京極夏彦の原作はこのようにして始まります。
京極夏彦の著作が好きな者としては、独特の行間の暗さがどこまで映像化できるか・・・という視点での鑑賞でした。
前作『青の炎』では演劇舞台的な演出を抑えた蜷川監督ですが、今回は映画という手法で「やりたいことをやった」ように思えます。
そういう意味でこの原作をとりあげたことは正しいといえます。
四谷怪談として「なんとなく知っている」話を原作は骨子をそのままにして、登場人物に斬新なキャラクターを持たせつつ、「祟り、妖怪というものは人の心によって作り出されるもので、世に不思議などない。
しかし、不思議なことはある。そしてそれは人の世に必要なものである」といったいつもの説を貫いています。
やはり毒殺されて祟る女というイメージの「岩」にまず武家の娘である、という点を強調した所を、岩役の小雪が骨太に演じていました。

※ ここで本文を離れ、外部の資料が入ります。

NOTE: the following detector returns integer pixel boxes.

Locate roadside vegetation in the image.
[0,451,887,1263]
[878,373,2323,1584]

「妻は正しき女」である、という台詞が出てきますが、筋を通し、身分をわきまえた正しき女性、なのです。
媚という文字はないのです。
伊右衛門を演じた唐沢寿明、前から決して瞳は笑っていない人だと思っていたので、「嗤ったことがない人物」予想以上に合っていました。
他にも直助に池内博之、小股潜りの又市に香川照之、宅悦に六平直政・・・原作通りの「汚れっぷり」で好演。
映像は蜷川舞台を知っている人には納得なのでしょうが、知らない人はちょっと違和感を覚えるかもしれませんが、悪役、伊東喜兵衛(椎名桔平)宅の居間の真ん中に大きな壷があって、椿、紅葉、栗、松・・・と大きく活けられていて人物がさえぎられてしまうような構図、とても面白かったですね。
初めて原作を読んだ時に、斬新なイメージの物語展開に少しびっくりしたのですが、この映画で初めて
「京極・蜷川」の世界を観た人は多分、びっくりすると思います。
それが、この映画の個性ですね。